In definitiva, è confermato il principio della Risoluzione n. 139/E/2004, secondo cui l’attività di factoring è inquadrata tra le attività finanziarie esenti di cui all’art. 10, c. 1, n. 1 del D.P.R. 633/1972, con ciò differenziandosi dalle attività, imponibili ad IVA, di recupero crediti. Non può, pertanto, ritenersi aderente all’ordinamento giuridico interno l’affermazione contenuta nel punto 34 della causa C-175/09, secondo cui “il factoring ... in tutte le sue forme rientra nella nozione di recupero dei crediti”.

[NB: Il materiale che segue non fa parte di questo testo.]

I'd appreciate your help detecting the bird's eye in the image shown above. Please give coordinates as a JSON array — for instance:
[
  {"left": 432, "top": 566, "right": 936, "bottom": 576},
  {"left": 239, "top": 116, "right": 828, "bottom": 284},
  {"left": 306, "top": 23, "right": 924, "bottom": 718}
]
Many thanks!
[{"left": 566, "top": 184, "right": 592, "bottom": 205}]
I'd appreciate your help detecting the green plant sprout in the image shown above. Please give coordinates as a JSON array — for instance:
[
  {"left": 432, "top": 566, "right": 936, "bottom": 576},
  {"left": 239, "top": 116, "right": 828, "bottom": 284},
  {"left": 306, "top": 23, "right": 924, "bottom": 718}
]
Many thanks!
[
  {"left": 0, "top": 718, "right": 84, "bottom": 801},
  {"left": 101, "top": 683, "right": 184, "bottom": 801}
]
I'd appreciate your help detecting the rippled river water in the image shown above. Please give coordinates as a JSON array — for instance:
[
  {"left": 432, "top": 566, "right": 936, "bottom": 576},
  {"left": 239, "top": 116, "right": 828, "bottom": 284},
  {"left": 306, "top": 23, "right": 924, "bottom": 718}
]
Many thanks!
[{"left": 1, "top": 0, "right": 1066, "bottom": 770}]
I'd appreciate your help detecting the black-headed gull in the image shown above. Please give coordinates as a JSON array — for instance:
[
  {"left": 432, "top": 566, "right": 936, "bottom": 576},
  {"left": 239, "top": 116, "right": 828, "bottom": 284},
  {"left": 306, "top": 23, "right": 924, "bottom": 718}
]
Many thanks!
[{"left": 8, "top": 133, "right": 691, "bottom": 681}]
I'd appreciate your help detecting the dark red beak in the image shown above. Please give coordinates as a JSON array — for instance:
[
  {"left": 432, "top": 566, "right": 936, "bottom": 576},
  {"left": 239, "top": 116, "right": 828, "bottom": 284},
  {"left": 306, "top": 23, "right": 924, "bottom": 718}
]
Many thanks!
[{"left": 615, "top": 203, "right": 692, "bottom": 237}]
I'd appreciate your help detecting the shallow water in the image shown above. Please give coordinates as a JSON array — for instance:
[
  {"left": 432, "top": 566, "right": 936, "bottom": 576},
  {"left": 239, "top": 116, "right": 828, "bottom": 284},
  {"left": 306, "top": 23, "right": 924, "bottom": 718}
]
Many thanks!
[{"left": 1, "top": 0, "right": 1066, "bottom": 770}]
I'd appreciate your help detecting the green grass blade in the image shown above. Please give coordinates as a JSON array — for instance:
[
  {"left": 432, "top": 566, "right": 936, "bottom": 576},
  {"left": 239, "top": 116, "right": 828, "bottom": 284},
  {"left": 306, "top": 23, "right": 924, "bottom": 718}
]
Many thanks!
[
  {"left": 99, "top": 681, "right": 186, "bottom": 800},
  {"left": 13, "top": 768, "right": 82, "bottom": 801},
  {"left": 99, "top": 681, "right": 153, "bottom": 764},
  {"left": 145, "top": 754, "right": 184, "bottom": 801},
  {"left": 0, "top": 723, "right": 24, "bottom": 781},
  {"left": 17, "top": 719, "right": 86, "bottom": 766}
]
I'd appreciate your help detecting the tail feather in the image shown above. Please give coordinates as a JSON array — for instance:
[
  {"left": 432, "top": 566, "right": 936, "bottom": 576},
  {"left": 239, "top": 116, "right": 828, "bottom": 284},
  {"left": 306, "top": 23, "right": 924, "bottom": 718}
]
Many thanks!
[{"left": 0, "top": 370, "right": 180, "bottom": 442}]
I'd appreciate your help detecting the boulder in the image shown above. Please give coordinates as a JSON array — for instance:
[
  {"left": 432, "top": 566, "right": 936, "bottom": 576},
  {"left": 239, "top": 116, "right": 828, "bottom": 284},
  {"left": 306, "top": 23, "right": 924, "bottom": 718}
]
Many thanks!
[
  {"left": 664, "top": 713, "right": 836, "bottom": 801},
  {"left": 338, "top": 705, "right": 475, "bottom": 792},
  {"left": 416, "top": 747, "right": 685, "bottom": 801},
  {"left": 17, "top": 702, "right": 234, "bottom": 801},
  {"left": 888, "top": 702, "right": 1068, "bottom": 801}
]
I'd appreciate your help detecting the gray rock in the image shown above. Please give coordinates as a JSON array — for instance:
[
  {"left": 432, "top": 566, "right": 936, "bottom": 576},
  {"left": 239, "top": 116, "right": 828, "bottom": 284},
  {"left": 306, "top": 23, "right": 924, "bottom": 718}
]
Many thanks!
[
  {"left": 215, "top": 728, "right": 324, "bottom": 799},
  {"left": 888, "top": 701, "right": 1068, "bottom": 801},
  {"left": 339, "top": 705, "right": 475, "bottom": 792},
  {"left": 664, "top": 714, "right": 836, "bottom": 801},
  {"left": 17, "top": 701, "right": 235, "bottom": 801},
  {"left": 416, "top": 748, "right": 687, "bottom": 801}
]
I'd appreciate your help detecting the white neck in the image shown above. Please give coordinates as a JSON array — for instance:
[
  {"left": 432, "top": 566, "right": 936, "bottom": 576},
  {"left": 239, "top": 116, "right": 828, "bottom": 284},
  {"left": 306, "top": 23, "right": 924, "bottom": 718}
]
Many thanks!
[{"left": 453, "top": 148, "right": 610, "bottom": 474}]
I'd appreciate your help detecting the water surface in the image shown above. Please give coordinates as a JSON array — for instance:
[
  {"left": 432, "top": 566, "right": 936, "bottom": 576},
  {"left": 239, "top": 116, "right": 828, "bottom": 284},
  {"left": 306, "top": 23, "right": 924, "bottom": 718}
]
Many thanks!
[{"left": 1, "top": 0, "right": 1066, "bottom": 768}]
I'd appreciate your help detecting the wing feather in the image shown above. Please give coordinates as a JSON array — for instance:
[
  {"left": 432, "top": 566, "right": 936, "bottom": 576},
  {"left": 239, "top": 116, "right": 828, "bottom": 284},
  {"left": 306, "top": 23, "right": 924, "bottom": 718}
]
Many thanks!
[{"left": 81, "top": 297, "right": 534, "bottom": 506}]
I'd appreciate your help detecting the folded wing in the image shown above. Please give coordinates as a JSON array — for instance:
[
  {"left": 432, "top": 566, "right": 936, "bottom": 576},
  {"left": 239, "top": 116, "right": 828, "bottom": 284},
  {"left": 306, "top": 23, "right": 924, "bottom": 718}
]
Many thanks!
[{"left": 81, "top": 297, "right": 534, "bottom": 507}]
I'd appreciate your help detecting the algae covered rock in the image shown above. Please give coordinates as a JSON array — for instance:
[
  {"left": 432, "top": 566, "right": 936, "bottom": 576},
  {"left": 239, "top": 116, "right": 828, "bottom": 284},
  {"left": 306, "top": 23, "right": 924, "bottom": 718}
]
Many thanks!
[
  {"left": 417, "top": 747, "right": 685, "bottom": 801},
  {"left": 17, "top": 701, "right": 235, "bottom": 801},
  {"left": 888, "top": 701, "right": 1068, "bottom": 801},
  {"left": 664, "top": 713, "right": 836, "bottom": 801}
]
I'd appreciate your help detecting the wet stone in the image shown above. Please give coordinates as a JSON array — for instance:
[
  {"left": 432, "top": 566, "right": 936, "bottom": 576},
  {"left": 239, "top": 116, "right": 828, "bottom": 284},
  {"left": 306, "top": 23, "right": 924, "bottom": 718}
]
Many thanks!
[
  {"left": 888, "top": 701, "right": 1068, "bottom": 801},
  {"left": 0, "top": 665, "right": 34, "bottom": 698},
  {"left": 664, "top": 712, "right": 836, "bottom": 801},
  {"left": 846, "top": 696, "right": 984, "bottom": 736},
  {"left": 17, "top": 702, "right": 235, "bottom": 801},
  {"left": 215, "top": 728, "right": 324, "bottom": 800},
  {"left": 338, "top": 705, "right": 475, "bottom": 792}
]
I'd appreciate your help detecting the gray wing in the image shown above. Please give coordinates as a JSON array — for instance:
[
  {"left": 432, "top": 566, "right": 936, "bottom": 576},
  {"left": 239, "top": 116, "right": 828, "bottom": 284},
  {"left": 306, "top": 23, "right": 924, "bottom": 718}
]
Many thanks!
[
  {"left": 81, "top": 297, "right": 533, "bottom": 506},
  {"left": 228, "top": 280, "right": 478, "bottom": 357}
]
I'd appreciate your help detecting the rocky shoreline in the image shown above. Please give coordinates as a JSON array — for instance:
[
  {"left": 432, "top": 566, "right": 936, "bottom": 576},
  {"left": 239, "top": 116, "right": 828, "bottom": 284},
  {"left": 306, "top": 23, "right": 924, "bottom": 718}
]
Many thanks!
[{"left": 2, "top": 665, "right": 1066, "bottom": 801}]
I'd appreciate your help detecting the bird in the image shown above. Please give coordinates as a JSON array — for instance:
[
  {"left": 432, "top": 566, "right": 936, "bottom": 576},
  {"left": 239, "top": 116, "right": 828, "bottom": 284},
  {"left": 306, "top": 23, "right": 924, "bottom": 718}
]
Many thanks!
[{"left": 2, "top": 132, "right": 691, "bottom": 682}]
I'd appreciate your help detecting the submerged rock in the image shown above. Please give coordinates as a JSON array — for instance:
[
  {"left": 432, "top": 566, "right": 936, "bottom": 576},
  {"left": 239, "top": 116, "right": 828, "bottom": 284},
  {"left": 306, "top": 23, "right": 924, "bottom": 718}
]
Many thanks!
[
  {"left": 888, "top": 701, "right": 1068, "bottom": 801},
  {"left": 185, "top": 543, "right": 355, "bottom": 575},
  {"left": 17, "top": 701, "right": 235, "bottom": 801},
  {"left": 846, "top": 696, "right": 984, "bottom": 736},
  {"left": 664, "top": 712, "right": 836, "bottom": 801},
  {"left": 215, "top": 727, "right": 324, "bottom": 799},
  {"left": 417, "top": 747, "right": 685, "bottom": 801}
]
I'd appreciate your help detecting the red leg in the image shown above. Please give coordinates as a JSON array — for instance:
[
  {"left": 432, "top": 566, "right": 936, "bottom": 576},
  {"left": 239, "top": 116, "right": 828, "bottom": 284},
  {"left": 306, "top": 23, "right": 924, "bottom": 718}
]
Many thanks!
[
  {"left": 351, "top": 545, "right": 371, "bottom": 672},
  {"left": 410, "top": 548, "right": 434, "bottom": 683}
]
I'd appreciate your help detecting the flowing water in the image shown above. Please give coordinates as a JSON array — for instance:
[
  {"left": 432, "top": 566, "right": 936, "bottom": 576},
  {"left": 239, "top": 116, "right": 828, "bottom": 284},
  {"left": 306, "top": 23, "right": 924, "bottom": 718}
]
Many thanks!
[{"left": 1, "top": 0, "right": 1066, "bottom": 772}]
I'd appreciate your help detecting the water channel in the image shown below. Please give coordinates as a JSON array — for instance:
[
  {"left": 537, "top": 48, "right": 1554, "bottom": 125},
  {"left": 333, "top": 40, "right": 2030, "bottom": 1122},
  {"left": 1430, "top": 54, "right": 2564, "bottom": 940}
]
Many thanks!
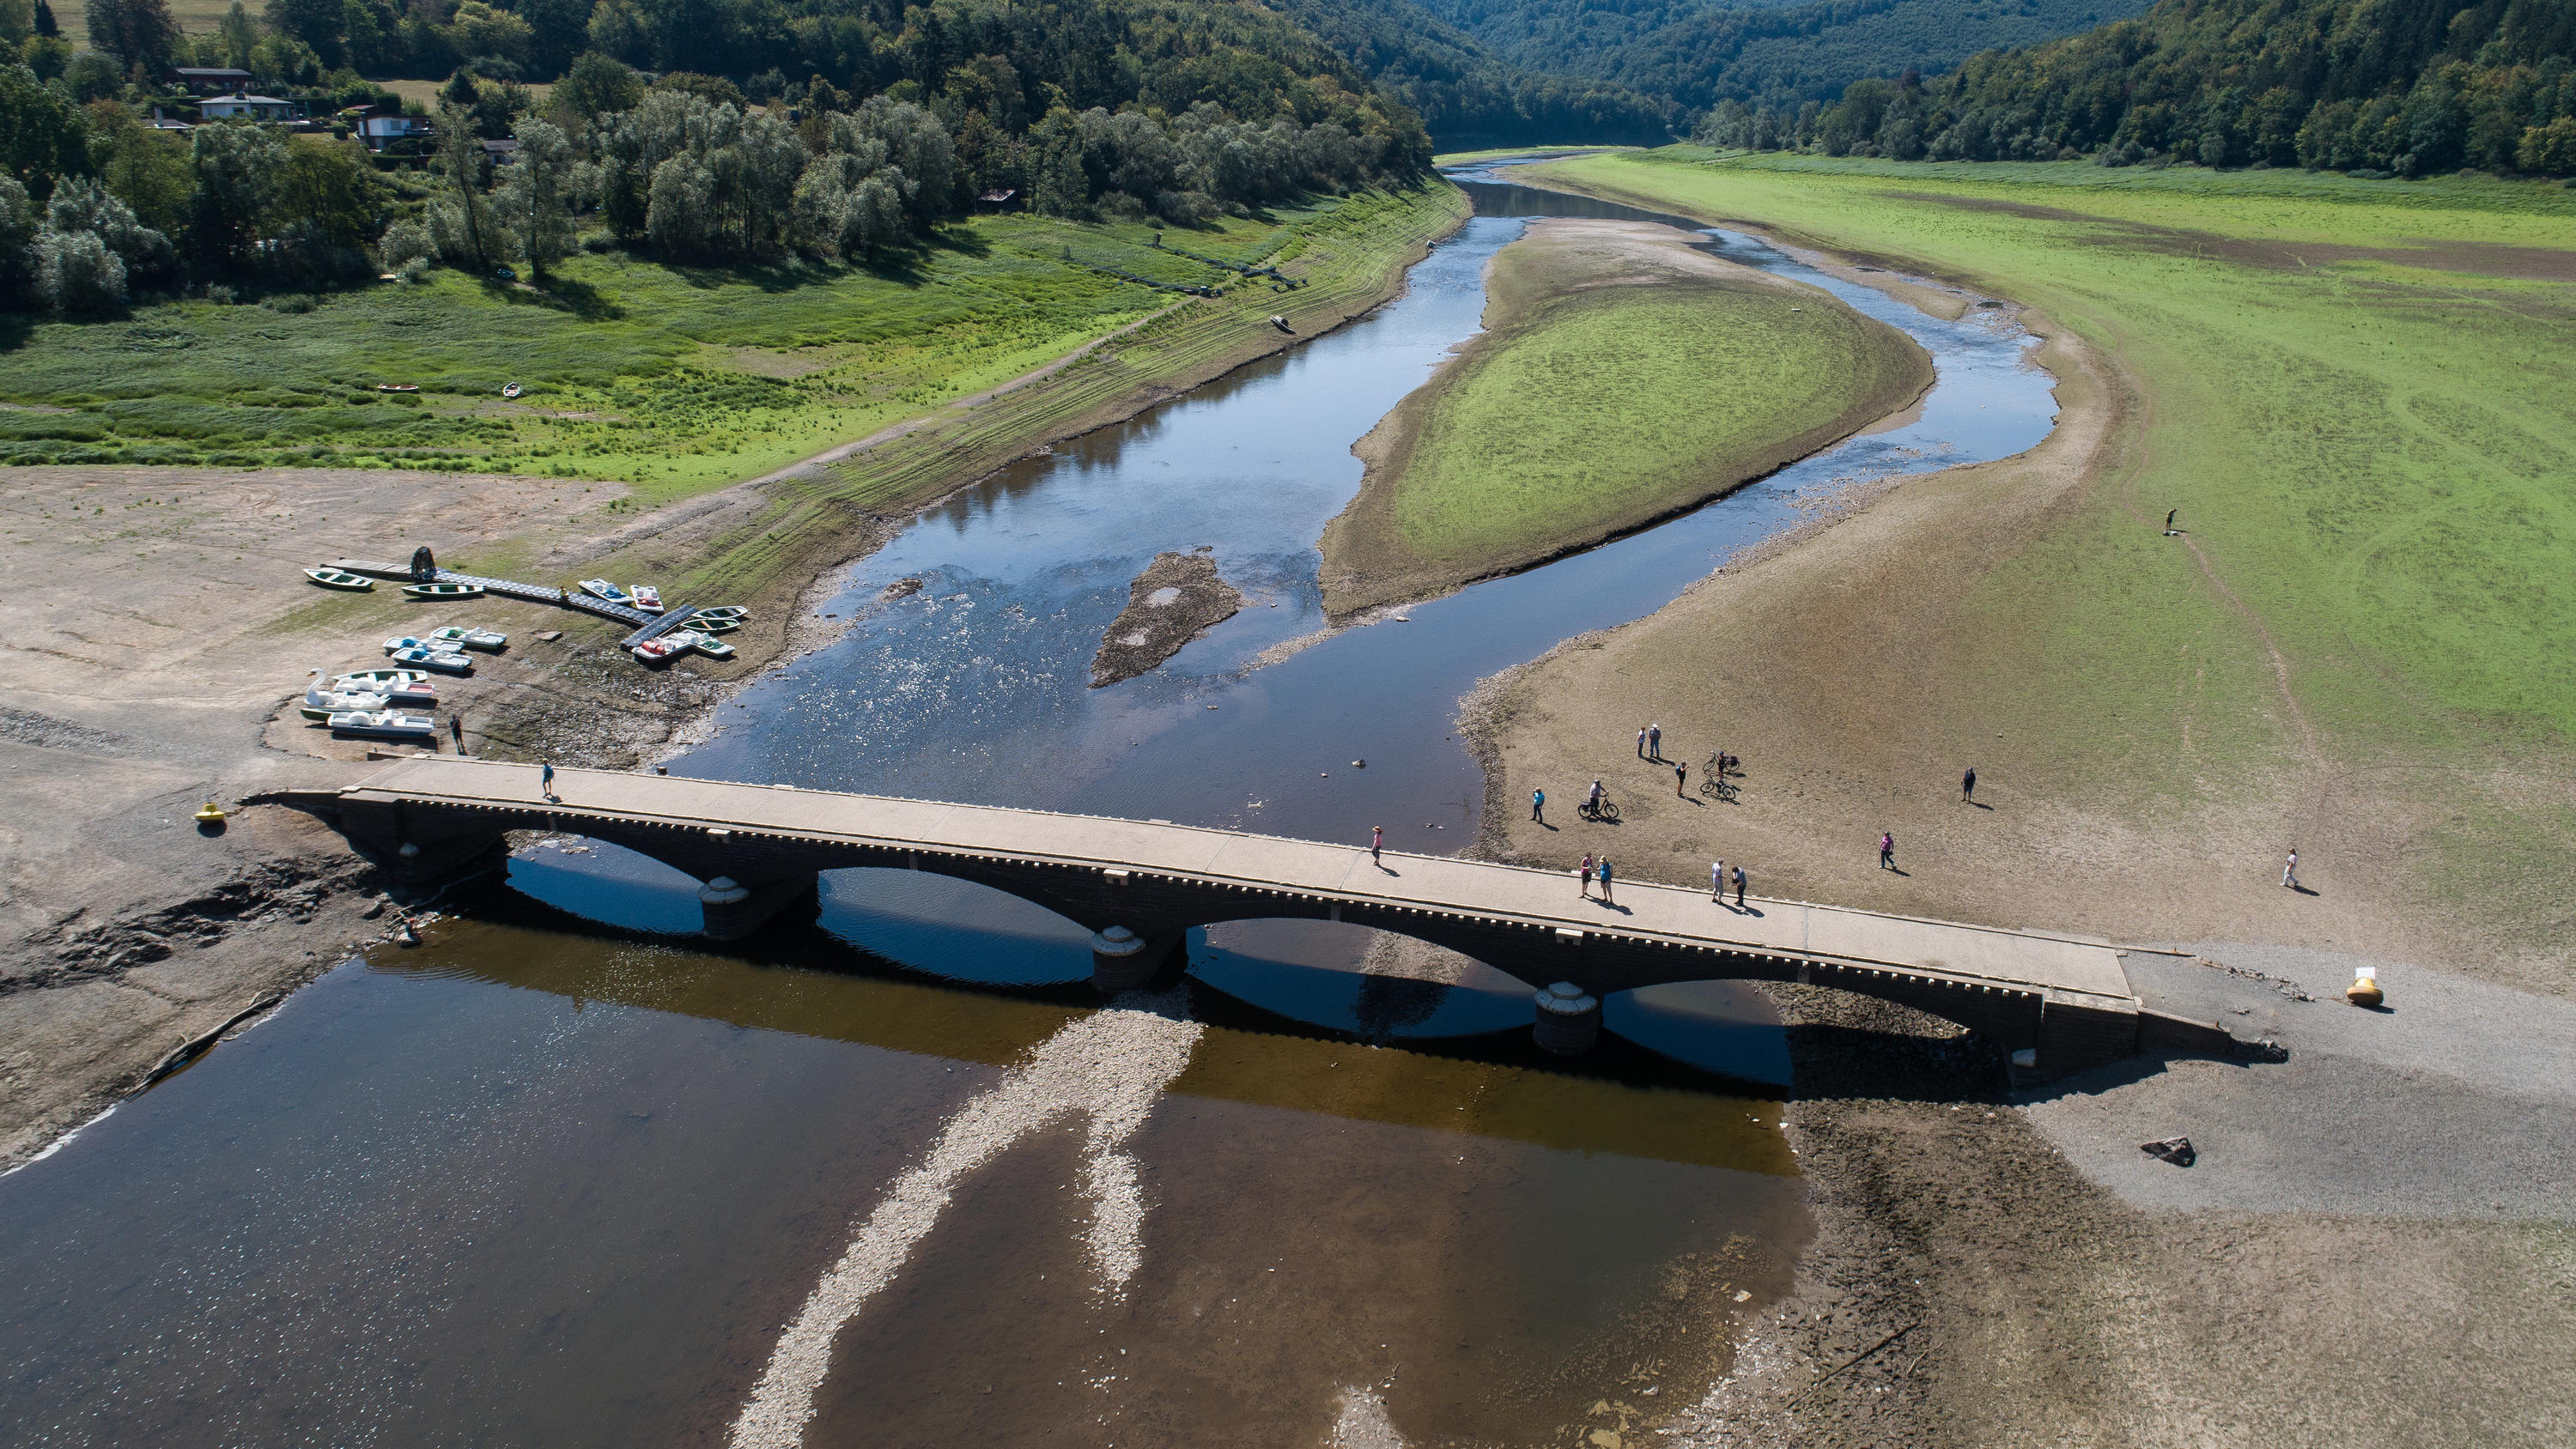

Per una più agevole analisi della causa del contratto, si forniscono alcuni criteri da applicare al fine di accertare se la prestazione oggetto di esame consista in un’operazione di factoring ovvero di recupero crediti, con l’avvertenza che si tratta di una casistica non esaustiva dei criteri che possono essere applicati nel condurre la predetta analisi.

Nelle operazioni di factoring si verifica la cessione della titolarità del credito, a nulla rilevando il fatto che il cedente sia liberato dal rischio del buon fine dell’operazione (cessione pro soluto) ovvero non lo sia (cessione pro solvendo).

Nelle operazioni di recupero crediti, invece, non si verifica la cessione della titolarità del credito, come chiarito al punto 33 della causa C-175/09. La causa finanziaria delle operazioni di factoring è confermata dal fatto che il cessionario versa una somma di denaro al cedente all’atto della cessione del credito, consentendo a quest’ultimo di ottenere la trasformazione del credito in attività liquide prima della scadenza naturale del credito o, comunque, prima della data di presumibile incasso.

Ne consegue che l’effettiva erogazione - al momento della cessione del credito - da parte del cedente al cessionario dell’importo corrispondente al valore di cessione concordato costituisce un elemento tipico dei contratti di factoring. Di contro, la presenza di una clausola che preveda l’erogazione delle somme al creditore solo al momento dell’effettivo incasso da parte del prestatore costituisce un elemento tipico della prestazione di recupero crediti. Ove, in applicazione dei principi illustrati la fattispecie è riconducibile ad un contratto di factoring, il compenso del factor, costituito dalla differenza tra il valore nominale del credito e le somme anticipate, è assoggettato al regime di esenzione, a prescindere dalla circostanza che il compenso del factor sia eventualmente scomposto tra commissioni ed interessi ovvero sia previsto un unico compenso, in cui la componente “commissioni” risulti prevalente rispetto alla componente “interessi”, determinata in base a parametri di riferimento mediamente praticati sul mercato ovvero in base ad altri criteri. Di contro, qualora il factor renda altre prestazioni di servizi (analisi del portafoglio crediti, gestione dei crediti diversi da quelli ceduti, ecc.) aggiuntive rispetto alla cessione del credito, quest’ultima non perde la sua natura finanziaria, se per tali ulteriori prestazioni è convenuto un autonomo corrispettivo. Va da sé che rispetto a queste ultime prestazioni dovrà essere individuato, caso per caso, il regime IVA applicabile.